Derek reaches forward and touches Two’s arm and she recoils and he frowns and says, “I’m sorry. I didn’t mean that.”
“There are no accidents.”
“What? Baby, that’s what I came here to talk about. What happened…it was an accident. I was drunk and one thing led to another and—”
“I pity you,” Two says.
“Can we please just talk in private?”
“Because you’re so full of shit and you have no idea.”
“I’m sorry.”
“The whole I’m a rock star thing is so trite. So false. You live in Denver. You play venues where you know the booking agent. You’re nothing.”
Derek makes another reach for Two’s arm. She slaps his hand. It’s Derek’s turn to laugh, to feign bewilderment. His body language becomes empathetic and he tries one more time. “People are worried. You’ve completely disappeared. Nobody’s seen you. Are you okay?
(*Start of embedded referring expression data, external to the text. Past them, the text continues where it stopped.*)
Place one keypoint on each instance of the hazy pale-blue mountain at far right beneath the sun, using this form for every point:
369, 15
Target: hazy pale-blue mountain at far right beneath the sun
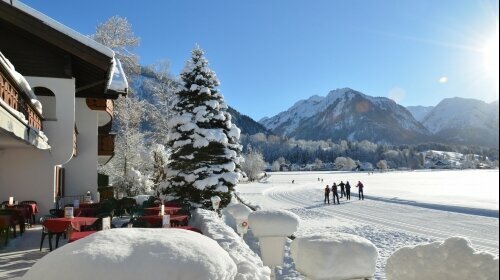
464, 121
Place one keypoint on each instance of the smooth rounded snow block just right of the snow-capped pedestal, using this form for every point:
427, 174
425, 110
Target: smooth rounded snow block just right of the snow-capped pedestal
334, 256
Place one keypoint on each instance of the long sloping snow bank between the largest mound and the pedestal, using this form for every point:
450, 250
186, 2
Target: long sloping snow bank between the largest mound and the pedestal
249, 265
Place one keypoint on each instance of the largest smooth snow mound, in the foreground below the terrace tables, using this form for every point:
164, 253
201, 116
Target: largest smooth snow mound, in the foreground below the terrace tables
135, 253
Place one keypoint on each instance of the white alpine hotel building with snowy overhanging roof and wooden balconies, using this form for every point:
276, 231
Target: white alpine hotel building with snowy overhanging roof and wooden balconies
56, 108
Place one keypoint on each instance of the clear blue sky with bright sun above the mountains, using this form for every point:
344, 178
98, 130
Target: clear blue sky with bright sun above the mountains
268, 54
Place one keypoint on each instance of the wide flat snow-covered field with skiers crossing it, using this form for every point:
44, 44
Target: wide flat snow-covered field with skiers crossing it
400, 208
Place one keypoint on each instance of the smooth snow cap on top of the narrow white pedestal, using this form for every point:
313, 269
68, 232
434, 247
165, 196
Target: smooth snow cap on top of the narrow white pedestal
273, 223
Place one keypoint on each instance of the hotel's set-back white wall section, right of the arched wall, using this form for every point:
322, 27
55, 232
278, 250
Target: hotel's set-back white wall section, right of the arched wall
81, 171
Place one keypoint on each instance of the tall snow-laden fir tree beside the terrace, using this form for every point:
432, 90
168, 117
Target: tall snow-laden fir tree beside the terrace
204, 141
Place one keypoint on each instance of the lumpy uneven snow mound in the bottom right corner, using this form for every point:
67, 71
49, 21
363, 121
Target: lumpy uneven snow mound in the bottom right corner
452, 259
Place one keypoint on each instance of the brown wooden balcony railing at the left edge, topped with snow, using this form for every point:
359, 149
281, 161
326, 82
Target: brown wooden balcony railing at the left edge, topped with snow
18, 100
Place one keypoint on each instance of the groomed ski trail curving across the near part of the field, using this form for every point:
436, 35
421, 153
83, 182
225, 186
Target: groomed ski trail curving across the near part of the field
390, 226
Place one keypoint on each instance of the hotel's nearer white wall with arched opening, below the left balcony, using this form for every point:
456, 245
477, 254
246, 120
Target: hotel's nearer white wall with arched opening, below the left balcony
28, 174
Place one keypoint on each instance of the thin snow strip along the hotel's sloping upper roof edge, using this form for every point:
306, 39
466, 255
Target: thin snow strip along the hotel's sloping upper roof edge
62, 28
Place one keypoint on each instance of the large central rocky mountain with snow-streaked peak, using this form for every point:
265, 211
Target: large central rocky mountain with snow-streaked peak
348, 114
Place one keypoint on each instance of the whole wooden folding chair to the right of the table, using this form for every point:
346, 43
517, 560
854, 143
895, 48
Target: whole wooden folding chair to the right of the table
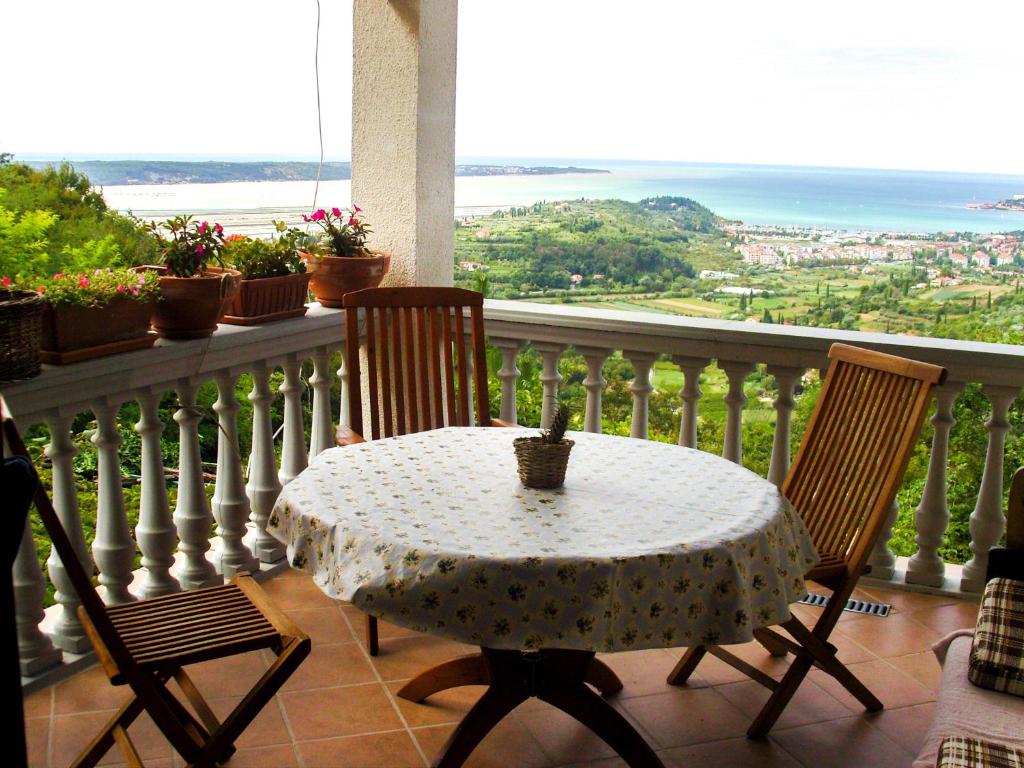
843, 483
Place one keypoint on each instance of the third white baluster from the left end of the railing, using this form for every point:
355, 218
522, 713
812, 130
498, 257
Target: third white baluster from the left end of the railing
113, 549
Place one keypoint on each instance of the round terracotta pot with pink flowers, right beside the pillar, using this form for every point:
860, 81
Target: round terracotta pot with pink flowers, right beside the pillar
339, 262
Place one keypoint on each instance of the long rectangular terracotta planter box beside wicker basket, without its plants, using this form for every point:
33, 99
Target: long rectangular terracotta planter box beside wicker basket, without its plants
72, 333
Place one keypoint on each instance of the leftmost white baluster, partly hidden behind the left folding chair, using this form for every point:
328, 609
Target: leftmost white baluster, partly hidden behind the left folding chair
35, 651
Like health-wise and everything?”
“Never felt better.”
“Why don’t you come out tonight? No pressure with us or whatever, but just come hang out. Everyone misses you.”
“Everyone who hasn’t called in over a month?”
“What? Yeah. No. We’re worried,” he says. “I’m worried.”
“There are no accidents.”
“What are you talking about?”
“I was supposed to see you with those girls.”
“I was drunk, baby. Completely wasted. I’m so sorry. You have to believe me.”
Two reaches out her hand. She strokes the side of Derek’s face. He smiles. She rubs his cheek. She says, “Right here.” She moves her hands to Derek’s eyes. He closes his lids. He’s a born-again awaiting holy water. “And right here.” She brings her hand back to her side. Derek opens up his eyes; there’s hope there. I understand what she is doing and I love her and am proud like a parent or maybe a little brother.
“Those two places can’t lie.”
“I’m not—”
“Yes, yes you are. But that’s okay. I don’t fault you for this. You have no defense against deceit.”
“Baby.”
Two shakes her head. Derek understands this is a moment of finality. His energy builds. He rubs his nose with the back of his hand. He shakes his head, forces himself to smile.
“This is a mistake,” he says. He nods in my direction. “This fucking creep…not your finest moment.”
“It was great seeing you,” Two says.
“Whenever you’re done playing identity crisis with that freak, come find me. No, strike that. You had your chance.”
“And what a marvelous chance it was.”